Vrije Universiteit Amsterdam

Informatie voor de pers. Vrije Universiteit Amsterdam. 08/09/2003


---

Veelbelovend instituut levert een handig naslagwerk

Handleiding voor het behoud van archeologisch erfgoed

Een allesomvattend handboek is het nog niet, maar wel het meest praktische overzicht tot nu toe: de Handleiding fysiek behoud archeologisch erfgoed van prof. dr. Henk Kars, hoofd van het nieuwe instituut voor Geo-bioarcheologie aan de VU, en ir. Sander Smit van de Rijksdienst voor Oudheidkundig Bodemonderzoek (ROB) in Amersfoort. Maandag 8 september is de handleiding verschenen.

Sinds het Verdrag van Malta uit 1992 ben je als grondeigenaar verantwoordelijk voor het archeologische erfgoed in de bodem. Je kunt twee dingen doen met archeologische resten: opgraven of laten liggen en zorgen dat het ter plekke goed blijft. Het eerste kost eenmalig veel geld, het laatste, een methode die nog niet zo lang wordt toegepast, kost verspreid over meer tijd geld. Bijvoorbeeld doordat je bepaalde bodemcondities zoals vochtigheid of zuurgraad in stand moet houden. De ROB ziet erop toe dat eigenaren dat doen als ze niet voor opgraven kiezen, maar dat is soms lastig. Want de feitelijke voorwaarden waaraan het bodemmilieu moet voldoen om bepaalde overblijfselen te behouden, stonden tot nu toe nergens overzichtelijk op een rijtje. Dat wilden Kars en Smit veranderen met hun Nederlandstalige literatuuroverzicht, praktisch ingedeeld in de verschillende materialen die je in de grond aantreft, bijvoorbeeld glas, steen, aardewerk, metaal en organisch materiaal zoals hout, pollen en zaden.

Instituut voor Geo- en bioarcheologie

Sinds kort bestaat aan de Faculteit der Aard- en Levenswetenschappen het Instituut voor Geo- en bioarcheologie, met Kars aan het hoofd en inmiddels zo"n vijftien medewerkers. Enerzijds zoeken zij uit hoe Nederland er vroeger uitzag en hoe de mensen leefden. Binnenkort verschijnt bijvoorbeeld het proefschrift van Ineke Joosten over de ijzerproductie in het eerste millennium van onze jaartelling. Anderzijds onderzoeken ze hoe je archeologische vindplaatsen moet beheren. Actueel is bijvoorbeeld de studie die, met NWO-subsidie, het watermanagement als geheel in Nederland inventariseert en ook de gevolgen daarvan voor het archeologisch erfgoed vaststelt.
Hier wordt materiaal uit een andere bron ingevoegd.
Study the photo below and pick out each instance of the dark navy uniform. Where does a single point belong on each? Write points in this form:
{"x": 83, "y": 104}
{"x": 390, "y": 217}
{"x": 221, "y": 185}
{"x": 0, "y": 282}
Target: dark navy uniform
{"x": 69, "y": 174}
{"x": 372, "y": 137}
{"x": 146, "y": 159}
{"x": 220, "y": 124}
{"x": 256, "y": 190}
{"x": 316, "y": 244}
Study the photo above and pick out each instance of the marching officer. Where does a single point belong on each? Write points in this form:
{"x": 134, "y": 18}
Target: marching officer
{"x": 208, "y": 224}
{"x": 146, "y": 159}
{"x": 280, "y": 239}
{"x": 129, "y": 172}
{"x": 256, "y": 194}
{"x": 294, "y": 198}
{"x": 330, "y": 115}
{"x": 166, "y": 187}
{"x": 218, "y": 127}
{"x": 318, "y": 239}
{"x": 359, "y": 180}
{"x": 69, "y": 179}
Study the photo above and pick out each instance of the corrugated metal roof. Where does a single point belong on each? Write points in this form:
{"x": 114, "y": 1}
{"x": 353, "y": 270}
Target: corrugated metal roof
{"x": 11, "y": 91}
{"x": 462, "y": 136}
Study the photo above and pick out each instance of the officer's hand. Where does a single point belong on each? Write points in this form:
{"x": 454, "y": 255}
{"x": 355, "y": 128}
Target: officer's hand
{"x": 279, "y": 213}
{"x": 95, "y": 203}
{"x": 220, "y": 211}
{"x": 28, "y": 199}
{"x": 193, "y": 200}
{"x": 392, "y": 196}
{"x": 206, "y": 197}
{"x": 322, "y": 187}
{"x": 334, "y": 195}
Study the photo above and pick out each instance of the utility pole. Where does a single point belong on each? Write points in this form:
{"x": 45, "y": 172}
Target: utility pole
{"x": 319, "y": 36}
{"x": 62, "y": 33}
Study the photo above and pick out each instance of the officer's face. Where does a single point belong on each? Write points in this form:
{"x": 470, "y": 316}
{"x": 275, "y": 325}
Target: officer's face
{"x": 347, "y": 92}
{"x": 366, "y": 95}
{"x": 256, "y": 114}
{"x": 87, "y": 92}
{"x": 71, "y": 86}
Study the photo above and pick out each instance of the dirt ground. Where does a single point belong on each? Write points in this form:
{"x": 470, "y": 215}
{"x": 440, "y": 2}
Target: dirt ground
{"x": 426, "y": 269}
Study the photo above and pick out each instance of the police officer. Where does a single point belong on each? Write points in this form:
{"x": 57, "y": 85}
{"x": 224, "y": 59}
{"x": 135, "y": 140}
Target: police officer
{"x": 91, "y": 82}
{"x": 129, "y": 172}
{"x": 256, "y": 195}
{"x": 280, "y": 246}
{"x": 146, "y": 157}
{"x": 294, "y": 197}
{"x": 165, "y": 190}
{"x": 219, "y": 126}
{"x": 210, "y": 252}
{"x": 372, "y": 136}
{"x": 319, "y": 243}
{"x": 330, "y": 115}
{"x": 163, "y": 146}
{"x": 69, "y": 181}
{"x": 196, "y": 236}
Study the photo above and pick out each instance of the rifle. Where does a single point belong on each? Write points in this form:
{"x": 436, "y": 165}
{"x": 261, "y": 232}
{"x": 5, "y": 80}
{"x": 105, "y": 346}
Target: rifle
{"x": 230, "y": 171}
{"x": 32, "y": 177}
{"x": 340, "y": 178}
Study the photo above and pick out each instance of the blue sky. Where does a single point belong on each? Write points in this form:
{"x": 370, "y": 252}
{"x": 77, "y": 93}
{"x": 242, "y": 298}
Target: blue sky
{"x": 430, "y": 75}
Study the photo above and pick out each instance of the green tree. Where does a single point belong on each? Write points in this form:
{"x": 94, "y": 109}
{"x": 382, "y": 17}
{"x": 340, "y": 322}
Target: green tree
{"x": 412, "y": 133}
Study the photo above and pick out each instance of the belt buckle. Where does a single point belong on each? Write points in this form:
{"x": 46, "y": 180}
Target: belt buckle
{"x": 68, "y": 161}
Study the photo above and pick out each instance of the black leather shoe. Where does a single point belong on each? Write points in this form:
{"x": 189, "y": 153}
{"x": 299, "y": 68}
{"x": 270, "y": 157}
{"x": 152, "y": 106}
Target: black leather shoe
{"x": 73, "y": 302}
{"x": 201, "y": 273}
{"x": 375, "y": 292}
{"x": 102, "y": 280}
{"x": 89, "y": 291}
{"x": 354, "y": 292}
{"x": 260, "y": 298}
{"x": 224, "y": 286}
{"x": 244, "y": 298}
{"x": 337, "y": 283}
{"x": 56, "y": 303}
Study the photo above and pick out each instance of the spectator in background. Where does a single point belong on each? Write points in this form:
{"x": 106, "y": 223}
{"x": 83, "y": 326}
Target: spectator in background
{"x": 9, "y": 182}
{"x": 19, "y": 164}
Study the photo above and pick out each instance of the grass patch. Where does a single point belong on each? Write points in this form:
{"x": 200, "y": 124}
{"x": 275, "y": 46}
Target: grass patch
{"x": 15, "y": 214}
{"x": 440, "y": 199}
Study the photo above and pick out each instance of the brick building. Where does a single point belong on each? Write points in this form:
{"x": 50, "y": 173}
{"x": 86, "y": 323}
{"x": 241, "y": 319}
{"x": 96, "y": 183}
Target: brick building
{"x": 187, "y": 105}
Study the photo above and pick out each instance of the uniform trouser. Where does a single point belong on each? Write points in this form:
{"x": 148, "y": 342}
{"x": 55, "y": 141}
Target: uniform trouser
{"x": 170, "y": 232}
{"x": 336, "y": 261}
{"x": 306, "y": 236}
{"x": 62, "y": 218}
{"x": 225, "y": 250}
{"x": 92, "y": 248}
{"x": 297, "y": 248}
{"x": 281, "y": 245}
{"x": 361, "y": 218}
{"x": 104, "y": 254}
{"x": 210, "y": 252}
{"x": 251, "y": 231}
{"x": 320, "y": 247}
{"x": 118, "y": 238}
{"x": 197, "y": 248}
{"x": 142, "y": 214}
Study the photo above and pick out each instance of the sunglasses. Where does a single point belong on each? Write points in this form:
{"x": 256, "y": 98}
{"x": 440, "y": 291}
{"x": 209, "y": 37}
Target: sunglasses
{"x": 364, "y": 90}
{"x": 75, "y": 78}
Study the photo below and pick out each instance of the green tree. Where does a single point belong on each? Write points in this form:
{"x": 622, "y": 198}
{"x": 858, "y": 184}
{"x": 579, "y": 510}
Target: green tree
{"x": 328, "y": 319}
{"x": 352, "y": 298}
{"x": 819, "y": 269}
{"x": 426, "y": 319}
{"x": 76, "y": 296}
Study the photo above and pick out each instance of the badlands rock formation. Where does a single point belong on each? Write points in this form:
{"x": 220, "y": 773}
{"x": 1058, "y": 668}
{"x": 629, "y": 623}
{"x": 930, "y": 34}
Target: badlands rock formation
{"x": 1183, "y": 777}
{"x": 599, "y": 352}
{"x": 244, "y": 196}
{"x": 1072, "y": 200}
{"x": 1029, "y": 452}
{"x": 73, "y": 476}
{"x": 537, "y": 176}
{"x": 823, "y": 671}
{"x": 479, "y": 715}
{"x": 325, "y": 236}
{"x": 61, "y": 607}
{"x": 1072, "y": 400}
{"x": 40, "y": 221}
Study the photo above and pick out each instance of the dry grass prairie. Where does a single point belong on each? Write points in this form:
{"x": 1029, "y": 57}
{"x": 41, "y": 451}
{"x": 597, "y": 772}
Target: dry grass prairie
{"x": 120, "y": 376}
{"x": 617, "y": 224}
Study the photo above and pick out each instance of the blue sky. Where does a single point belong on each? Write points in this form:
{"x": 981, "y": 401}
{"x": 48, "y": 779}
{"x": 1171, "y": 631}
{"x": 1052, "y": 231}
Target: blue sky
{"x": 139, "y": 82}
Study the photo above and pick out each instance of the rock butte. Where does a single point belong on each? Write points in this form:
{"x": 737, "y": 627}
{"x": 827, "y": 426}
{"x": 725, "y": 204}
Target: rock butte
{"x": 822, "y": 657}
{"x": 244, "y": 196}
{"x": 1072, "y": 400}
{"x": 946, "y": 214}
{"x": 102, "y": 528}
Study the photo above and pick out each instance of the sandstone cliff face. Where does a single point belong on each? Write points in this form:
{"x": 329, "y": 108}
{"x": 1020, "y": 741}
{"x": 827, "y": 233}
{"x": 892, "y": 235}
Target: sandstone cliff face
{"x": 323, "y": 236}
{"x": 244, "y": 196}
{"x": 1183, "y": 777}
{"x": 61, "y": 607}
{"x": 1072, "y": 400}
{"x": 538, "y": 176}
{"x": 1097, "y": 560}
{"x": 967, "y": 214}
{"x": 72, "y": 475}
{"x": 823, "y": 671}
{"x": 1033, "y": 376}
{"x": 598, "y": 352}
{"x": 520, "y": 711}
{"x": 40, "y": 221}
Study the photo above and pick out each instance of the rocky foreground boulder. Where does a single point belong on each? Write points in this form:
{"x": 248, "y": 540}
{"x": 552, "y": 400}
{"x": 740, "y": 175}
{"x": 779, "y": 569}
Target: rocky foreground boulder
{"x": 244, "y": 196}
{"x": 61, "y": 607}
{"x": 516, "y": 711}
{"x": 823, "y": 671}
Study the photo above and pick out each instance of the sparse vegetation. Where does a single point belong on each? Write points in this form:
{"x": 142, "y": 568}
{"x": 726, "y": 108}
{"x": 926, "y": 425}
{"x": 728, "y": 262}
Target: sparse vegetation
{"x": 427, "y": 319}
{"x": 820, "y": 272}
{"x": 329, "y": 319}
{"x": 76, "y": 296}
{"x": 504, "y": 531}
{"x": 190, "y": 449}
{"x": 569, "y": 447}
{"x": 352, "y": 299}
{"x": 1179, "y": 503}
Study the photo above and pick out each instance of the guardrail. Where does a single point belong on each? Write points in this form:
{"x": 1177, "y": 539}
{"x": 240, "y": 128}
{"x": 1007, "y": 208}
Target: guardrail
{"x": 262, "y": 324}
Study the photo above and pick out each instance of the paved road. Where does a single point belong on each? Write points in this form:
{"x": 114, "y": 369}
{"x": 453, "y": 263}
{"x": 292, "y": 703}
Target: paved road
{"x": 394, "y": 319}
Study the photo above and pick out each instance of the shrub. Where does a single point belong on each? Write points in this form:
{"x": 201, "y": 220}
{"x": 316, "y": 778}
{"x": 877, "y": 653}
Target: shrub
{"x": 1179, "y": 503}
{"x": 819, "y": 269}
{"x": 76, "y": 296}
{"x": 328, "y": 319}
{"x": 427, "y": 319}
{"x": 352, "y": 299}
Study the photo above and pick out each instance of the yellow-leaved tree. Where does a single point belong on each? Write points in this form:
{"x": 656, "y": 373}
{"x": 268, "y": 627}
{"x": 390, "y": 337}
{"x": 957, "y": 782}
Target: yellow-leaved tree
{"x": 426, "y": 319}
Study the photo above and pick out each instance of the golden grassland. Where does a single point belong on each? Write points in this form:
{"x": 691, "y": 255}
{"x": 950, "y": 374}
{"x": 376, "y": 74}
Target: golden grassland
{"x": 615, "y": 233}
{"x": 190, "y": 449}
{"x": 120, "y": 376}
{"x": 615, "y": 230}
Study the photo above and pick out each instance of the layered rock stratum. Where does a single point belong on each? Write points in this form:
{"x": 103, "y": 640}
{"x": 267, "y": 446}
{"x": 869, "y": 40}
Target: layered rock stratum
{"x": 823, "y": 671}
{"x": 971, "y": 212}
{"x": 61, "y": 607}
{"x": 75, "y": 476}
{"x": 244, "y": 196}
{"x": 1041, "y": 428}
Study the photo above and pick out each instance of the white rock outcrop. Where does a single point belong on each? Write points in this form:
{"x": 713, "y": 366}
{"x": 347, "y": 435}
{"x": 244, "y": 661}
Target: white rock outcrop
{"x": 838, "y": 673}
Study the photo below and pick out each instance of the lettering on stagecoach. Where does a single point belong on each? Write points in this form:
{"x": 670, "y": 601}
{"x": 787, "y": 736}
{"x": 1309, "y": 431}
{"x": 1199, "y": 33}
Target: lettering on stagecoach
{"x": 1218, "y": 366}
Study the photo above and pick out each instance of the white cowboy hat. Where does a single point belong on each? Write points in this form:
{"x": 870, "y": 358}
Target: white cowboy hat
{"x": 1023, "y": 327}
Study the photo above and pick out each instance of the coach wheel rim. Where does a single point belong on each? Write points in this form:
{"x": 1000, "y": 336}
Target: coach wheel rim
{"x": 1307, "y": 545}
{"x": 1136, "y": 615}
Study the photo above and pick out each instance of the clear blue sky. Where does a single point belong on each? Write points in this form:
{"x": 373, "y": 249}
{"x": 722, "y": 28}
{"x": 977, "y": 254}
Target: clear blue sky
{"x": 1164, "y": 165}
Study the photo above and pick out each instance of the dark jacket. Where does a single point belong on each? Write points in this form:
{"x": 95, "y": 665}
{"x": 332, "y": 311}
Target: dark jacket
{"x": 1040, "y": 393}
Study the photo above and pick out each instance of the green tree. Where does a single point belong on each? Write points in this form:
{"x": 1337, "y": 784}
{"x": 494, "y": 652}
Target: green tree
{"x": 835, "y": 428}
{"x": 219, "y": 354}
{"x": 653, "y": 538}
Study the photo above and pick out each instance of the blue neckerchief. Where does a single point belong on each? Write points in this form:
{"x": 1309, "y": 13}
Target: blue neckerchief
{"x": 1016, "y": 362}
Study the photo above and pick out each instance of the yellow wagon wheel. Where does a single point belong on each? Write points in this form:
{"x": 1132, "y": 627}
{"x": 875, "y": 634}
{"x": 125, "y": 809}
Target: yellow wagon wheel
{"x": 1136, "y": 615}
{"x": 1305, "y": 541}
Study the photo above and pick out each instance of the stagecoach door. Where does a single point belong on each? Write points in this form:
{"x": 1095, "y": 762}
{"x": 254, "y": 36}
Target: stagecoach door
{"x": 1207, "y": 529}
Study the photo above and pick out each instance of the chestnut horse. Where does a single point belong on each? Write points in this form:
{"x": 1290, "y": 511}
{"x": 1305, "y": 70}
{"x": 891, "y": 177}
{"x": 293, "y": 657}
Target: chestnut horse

Wat zouden de waterbassins die men nu overweegt te maken voor overtollig water betekenen voor de resten en sporen die onze voorouders achterlieten in

de bodem? Zo werkt Miranda Jans aan een proefschrift over het verval van archeologisch bot in de grond en inventariseert Martine van de Berg, ook weer met NWO-geld, wie waar en wanneer het Nederlandse grondwaterpeil meet, om de kwaliteit van het archeologisch erfgoed beter te kunnen monitoren.

Bij NWO loopt een stimuleringsprogramma voor het behoud van het bodemarchief. Twee promovendi van Kars doen binnen dat programma onderzoek naar de opsporing van archeologische vindplaatsen. Want de bekende hunebedden en grafheuvels vormen minder dan vijf procent van al het erfgoed. Door boringen, geochemische en geofysische methoden kun je inschatten of de bodem op een bepaalde plek resten zou kunnen bevatten of dat die door de heersende omstandigheden al vergaan zullen zijn. Het VU-instituut voor Geo- en bioarcheologie voert verder samen met de Wageningen Universiteit een nieuw NWO-project uit, dat tot doel heeft inzicht te krijgen in het behoud van macrobotanische resten, zoals zaden. Daarover is nog weinig bekend, en zij zijn wel belangrijk, omdat ze bijvoorbeeld kunnen vertellen wat mensen aten en of het milieu vroeger nat, droog, zoet of zout was.

Waarom toch zo veel aandacht voor archeologische vindplaatsen in Nederland? Vooral West-Nederland heeft samen met delen van Denemarken en Engeland de gunstigste conserveringsomstandigheden voor resten en sporen. Maar behalve ingrepen in de bodem door landbouw en vooral ook grote infrastructurele werken, bedreigen ook de te verwachten klimaatveranderingen met sterk wisselende hoeveelheden neerslag deze gunstige omstandigheden. Als we geen actie ondernemen, kunnen tweeduizend jaar oude resten in minder dan tien jaar tijd weggeoxideerd zijn.